Puis, grâce à ces secrets, ils se fabriqueront une armée de Gulr, croyant que la potion seule leur donnera la piété d'entrer dans les grâces du Keya, ignorant les longs enseignements d'Erst Gulr et la dévotion des premiers d'entre eux. Ils m'enfermeront alors, dans un lieu inconnu, me laissant là pour l'éternité…

Mais je n'ai pas encore abattu mon plus précieux atout. Une manipulation si énorme que personne, pas même Gilmambor malgré sa grande intelligence, n'en a vu les prémices.

Voyez-vous, j'ai un fidèle, parmi les fidèles, qui est depuis toujours tapi dans la plus grande ombre qui soit : la lumière la plus totale. Il me retrouvera. Et ainsi, l'histoire recommencera.

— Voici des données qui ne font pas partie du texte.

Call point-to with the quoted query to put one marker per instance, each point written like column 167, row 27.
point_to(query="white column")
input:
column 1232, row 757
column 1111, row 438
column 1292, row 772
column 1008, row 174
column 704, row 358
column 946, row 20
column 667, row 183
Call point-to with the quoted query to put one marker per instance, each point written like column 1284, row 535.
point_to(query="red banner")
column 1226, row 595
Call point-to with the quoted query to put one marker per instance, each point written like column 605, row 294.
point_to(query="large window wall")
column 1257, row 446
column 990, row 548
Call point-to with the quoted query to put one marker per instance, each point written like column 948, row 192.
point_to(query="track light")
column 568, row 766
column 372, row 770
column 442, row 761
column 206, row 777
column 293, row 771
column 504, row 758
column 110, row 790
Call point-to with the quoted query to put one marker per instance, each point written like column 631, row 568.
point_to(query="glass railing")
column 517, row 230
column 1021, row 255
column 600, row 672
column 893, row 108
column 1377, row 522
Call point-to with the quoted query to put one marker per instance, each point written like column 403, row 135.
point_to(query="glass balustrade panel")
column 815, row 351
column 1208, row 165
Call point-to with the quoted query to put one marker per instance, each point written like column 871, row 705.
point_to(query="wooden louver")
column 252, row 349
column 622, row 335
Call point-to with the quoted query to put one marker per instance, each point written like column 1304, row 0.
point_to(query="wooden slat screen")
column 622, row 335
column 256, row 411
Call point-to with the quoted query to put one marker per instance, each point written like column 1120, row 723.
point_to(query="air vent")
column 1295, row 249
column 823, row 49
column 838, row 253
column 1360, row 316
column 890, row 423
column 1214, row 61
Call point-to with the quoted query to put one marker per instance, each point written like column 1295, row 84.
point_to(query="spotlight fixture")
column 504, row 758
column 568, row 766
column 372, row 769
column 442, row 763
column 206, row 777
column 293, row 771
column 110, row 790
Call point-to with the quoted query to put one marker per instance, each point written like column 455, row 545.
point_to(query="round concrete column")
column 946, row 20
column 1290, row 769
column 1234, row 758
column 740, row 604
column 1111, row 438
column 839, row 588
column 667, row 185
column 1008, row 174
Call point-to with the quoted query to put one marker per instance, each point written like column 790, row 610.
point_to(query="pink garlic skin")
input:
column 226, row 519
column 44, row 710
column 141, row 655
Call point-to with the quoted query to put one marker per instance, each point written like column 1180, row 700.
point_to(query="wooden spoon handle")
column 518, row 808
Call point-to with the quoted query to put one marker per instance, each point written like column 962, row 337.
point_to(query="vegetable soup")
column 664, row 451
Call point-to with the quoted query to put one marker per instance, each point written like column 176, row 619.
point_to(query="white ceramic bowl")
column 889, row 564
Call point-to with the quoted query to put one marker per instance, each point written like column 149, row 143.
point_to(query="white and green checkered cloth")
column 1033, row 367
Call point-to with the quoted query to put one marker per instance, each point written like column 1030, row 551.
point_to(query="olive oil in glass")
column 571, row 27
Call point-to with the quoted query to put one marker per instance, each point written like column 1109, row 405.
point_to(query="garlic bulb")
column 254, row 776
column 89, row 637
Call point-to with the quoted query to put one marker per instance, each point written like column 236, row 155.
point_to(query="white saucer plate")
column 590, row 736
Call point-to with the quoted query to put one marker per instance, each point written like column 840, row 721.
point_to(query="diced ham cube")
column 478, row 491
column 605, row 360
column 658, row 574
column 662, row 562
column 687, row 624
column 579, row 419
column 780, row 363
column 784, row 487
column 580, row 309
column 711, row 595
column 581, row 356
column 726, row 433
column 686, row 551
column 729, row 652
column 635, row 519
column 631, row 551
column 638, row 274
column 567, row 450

Mais assez parlé, Clarius. Je suis reposé à présent. Vous pouvez recommencer. La nuit est encore longue.”


A la lumière de ces explications, la confiance de Clarius pour Nuseh de Guspay, l'Alchimiste des Gulr, avait encore monté d'un cran. Les chefs passés du Lord, qu'il s'agisse de Darius ou de Athena Exclamation, étaient de redoutables stratèges qui avaient fait ployer par la force brute les plus imposantes places fortes. Mais aucun n'avait le talent de l'Alchimiste pour établir un réseau tentaculaire qui infiltrait des organisations entières, rendant le futur prévisible et lui permettant ainsi d'anticiper les situations les plus extrêmes… même au prix de terribles sévices.

Le Lord saisit de nouveau les piques d'argent et la fiole qui contenait la drogue pour Nuseh, et s'approcha de nouveau du chevalet.